Osnabrück Etwas in die Ecke gedrängt, steht es im Raum 43 im Rathaus: ein hölzernes Rednerpult. Dabei war es im Frühling 2009 noch ein bedeutendes Geschenk. Kurz bevor der letzte Standortkommandeur Colonel Mark Cuthbert-Brown in ein Flugzeug nach London stieg und mit diesem Schritt die größte britische Garnison außerhalb Englands endgültig auflöste, übergab er das Pult dem damaligen Oberbürgermeister Boris Pistorius. Einst hatte es ein deutscher Zivilbeschäftigter für die Briten gebaut, viele Jahre lang wurde es bei Einsatzbesprechungen genutzt.

Stadt-Mitarbeiterin Katja Stricker räumt noch schnell ein paar Akten weg, die darauf liegen. Es wird immer noch genutzt″, erzählt sie. Zwar nicht im Friedenssaal, denn dort hat ein anderes Pult Hausrecht. Doch wenn der Oberbürgermeister auf dem Rathausplatz eine Rede hält, kommt es als variables Rednerpult zum Einsatz.″ Das passiert etwa zweimal im Jahr.

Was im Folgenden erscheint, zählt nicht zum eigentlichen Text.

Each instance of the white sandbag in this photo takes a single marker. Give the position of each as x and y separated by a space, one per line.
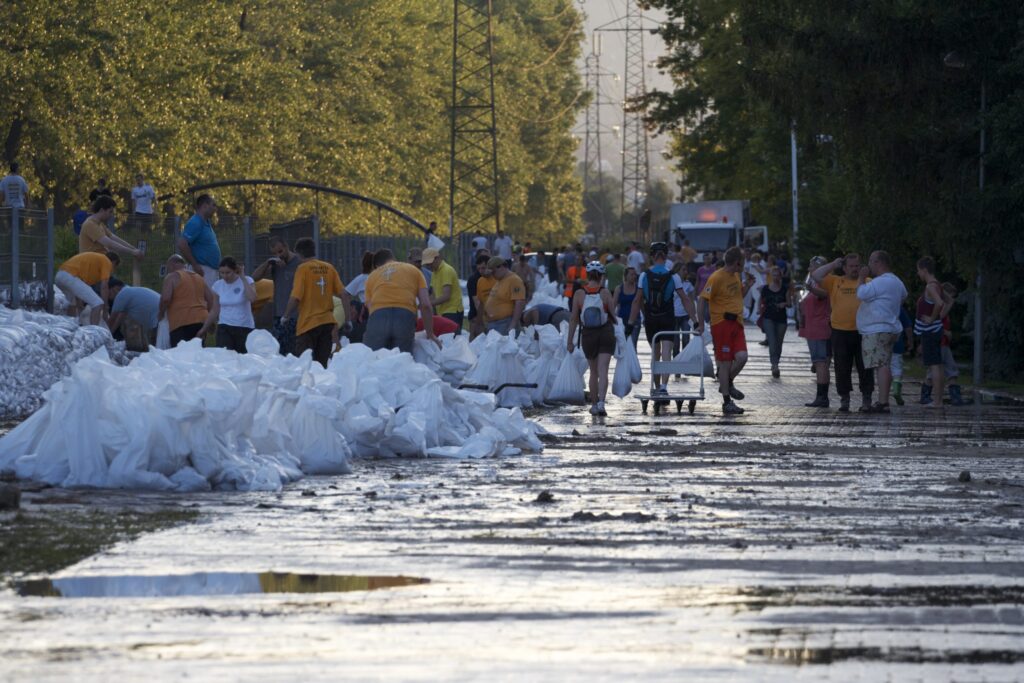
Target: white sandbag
164 334
622 382
261 343
633 363
568 386
695 358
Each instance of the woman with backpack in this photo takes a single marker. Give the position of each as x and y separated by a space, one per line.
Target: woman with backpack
624 296
593 310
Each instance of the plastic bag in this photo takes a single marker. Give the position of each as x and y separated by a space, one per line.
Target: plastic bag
622 382
567 387
695 358
633 363
164 334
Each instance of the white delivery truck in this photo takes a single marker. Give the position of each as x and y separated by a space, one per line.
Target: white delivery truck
711 226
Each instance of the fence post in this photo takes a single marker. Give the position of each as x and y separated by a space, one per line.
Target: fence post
250 248
49 260
15 258
177 231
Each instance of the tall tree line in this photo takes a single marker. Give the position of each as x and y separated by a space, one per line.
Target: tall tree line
349 93
886 98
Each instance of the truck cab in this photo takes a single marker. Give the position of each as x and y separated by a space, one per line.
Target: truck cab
714 226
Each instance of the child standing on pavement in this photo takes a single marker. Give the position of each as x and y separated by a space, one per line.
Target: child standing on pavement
903 343
949 368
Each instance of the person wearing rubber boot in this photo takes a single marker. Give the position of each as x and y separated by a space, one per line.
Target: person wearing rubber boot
949 368
932 307
878 321
814 327
722 305
846 340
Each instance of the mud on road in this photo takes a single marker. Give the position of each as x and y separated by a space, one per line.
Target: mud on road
783 544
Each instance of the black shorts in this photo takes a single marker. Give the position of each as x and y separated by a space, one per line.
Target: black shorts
598 340
652 327
184 333
320 340
931 348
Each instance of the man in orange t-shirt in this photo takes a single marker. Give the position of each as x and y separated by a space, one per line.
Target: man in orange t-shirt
315 285
80 273
394 292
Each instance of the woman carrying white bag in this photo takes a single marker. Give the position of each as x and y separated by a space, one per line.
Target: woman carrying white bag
593 309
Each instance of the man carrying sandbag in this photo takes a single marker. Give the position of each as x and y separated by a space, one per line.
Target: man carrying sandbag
316 283
394 291
80 273
187 302
134 312
722 304
656 289
508 298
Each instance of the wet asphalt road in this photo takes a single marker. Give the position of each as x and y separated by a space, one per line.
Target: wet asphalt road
786 544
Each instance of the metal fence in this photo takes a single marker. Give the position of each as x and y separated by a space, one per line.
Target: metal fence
27 258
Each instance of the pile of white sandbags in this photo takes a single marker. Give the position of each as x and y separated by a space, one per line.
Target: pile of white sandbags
194 419
38 349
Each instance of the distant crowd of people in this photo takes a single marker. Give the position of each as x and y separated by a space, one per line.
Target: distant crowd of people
852 315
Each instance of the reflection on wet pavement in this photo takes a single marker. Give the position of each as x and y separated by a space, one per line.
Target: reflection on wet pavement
786 544
212 583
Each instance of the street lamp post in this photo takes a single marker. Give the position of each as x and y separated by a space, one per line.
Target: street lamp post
954 60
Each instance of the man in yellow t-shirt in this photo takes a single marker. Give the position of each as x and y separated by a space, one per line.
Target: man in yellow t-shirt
78 275
316 283
95 237
507 298
394 291
842 292
722 305
444 289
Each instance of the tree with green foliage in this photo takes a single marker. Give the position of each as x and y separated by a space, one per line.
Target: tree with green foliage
888 133
349 93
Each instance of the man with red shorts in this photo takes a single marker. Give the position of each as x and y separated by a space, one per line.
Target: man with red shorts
722 304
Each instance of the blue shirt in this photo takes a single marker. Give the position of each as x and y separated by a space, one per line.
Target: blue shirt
203 242
138 303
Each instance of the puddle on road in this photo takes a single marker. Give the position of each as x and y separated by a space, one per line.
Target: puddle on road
826 655
212 583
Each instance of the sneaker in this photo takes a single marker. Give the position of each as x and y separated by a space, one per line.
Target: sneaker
731 409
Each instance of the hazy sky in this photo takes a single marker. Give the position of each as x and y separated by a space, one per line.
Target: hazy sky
602 12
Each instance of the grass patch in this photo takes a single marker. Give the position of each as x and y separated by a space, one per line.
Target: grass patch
43 542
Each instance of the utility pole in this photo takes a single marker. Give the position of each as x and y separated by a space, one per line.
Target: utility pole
593 163
473 170
636 166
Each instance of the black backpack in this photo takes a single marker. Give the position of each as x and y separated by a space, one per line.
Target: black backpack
657 296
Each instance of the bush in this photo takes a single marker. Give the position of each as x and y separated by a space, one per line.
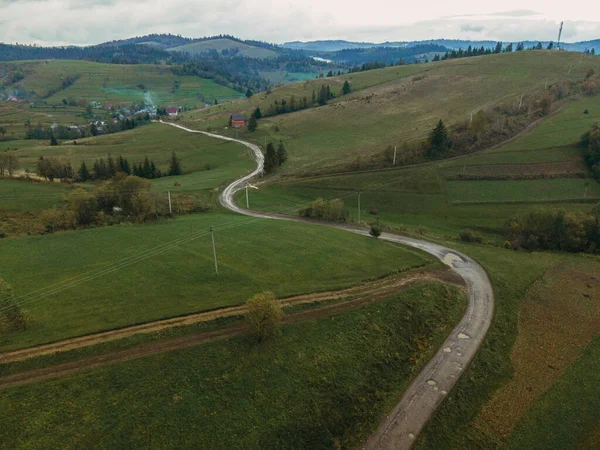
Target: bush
264 315
332 210
375 231
468 235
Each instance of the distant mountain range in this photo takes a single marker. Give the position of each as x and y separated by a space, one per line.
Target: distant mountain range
457 44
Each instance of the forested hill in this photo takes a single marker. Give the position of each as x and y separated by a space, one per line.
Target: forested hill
386 55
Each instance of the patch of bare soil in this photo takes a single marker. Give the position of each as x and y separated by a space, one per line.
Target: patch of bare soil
558 318
357 297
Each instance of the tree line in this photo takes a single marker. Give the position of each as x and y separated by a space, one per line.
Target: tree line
590 143
274 158
53 168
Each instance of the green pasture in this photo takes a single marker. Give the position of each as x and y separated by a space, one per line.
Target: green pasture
322 383
159 270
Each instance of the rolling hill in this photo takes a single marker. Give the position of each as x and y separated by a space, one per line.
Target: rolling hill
225 47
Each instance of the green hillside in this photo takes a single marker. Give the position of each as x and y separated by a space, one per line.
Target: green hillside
441 196
219 45
115 83
396 105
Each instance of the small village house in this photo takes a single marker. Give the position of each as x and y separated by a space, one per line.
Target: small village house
238 120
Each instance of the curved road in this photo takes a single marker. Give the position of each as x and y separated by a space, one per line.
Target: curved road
420 400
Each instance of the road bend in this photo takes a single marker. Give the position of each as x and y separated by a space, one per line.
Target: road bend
399 429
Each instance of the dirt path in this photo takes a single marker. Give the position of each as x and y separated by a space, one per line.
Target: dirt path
357 297
429 388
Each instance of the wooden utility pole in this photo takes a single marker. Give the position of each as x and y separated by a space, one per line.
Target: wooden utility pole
212 233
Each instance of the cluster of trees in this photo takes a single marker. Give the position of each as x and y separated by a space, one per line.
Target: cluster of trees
12 318
123 198
283 106
66 133
555 230
331 210
386 56
590 142
499 48
274 158
53 168
8 163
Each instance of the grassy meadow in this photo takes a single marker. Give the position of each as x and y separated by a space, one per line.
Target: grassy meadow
157 141
432 196
244 50
394 105
110 277
118 83
322 383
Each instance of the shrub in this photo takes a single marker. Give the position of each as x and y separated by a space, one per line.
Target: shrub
12 318
264 315
375 231
468 235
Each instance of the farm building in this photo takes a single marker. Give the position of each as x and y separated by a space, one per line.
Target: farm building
237 120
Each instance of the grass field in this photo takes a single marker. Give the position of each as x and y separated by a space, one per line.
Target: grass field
254 255
17 195
430 196
227 160
244 50
118 83
323 383
567 416
394 105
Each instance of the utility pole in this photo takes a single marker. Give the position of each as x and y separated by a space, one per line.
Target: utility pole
212 233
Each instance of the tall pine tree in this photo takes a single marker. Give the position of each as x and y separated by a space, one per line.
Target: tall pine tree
174 165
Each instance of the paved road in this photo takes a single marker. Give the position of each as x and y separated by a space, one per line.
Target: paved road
400 428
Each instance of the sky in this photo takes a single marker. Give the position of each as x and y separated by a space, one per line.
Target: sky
86 22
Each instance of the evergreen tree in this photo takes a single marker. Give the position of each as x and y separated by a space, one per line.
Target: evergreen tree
439 142
111 168
124 165
84 173
174 165
252 124
153 173
147 171
323 95
346 88
281 153
270 158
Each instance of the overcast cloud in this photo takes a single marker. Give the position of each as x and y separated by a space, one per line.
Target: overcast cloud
84 22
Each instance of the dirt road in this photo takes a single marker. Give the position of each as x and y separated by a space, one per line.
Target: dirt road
400 428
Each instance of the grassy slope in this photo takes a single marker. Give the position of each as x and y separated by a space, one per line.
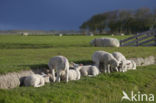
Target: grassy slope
18 52
101 89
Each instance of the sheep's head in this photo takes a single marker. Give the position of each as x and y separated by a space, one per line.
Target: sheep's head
114 64
74 65
46 77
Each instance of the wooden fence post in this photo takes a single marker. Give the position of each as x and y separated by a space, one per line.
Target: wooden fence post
137 41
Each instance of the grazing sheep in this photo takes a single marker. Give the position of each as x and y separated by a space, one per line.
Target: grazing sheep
87 70
122 59
73 74
131 65
36 80
105 58
25 34
105 42
59 63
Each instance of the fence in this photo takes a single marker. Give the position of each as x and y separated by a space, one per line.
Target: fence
147 38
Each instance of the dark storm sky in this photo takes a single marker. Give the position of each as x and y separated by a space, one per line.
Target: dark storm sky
58 14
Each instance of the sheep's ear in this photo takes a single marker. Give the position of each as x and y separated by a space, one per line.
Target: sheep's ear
81 64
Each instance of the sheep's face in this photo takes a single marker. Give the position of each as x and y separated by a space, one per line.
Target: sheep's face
46 79
122 66
114 64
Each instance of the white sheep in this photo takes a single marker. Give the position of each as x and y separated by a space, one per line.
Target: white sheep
122 59
59 63
105 42
131 65
107 59
36 80
87 70
73 74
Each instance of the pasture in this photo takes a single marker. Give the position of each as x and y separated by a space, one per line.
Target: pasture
20 53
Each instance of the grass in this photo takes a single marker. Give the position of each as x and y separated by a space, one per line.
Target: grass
19 53
22 42
104 88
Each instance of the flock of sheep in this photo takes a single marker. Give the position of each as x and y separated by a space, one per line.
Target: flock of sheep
104 62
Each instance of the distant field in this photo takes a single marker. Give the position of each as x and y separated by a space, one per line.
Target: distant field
19 52
22 42
101 89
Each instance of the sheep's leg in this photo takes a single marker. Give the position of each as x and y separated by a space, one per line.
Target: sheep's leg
105 68
66 75
58 76
108 69
53 75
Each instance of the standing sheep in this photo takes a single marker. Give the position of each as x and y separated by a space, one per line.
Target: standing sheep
36 80
87 70
59 63
105 58
131 65
122 59
73 74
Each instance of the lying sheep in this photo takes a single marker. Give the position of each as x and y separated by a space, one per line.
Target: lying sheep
131 65
105 42
107 59
36 80
59 63
73 74
122 59
87 70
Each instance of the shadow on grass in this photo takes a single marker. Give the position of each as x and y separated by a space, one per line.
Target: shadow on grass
38 68
34 46
23 46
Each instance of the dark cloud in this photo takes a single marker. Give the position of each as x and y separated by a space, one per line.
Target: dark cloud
58 14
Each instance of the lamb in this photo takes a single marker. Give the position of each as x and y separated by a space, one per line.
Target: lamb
105 42
73 74
59 63
87 70
122 59
107 59
131 65
36 80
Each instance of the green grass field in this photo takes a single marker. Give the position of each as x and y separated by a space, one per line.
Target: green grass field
19 53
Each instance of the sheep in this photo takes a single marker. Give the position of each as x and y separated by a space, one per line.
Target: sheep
122 59
59 63
105 42
25 34
87 70
73 74
36 80
107 59
131 65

Die Briten kamen 1945 als Befreier, blieben dann als Besatzer, wurden später Nato-Partner und gingen in Frieden. Und hinterließen natürlich weitaus mehr als ein Pult.

Etwa diesen Ort in der Berghoffstraße, an dem die Königin überall ist: Von Tellern, Bildern und Postern lächelt sie huldvoll auf das Geschehen unter ihr. Jung geblieben ist sie hier, in diesem einem Pub ähnlichen Treffpunkt der Royal British Legion. Wer in Osnabrück ein Stück britischer Inselkultur finden möchte, ist hier richtig. Der Mann hinter dem Tresen trägt ein T-Shirt mit dem Wappen der englischen Fußballnationalmannschaft, neben zugegeben deutschem Bier gibt es britische Chips.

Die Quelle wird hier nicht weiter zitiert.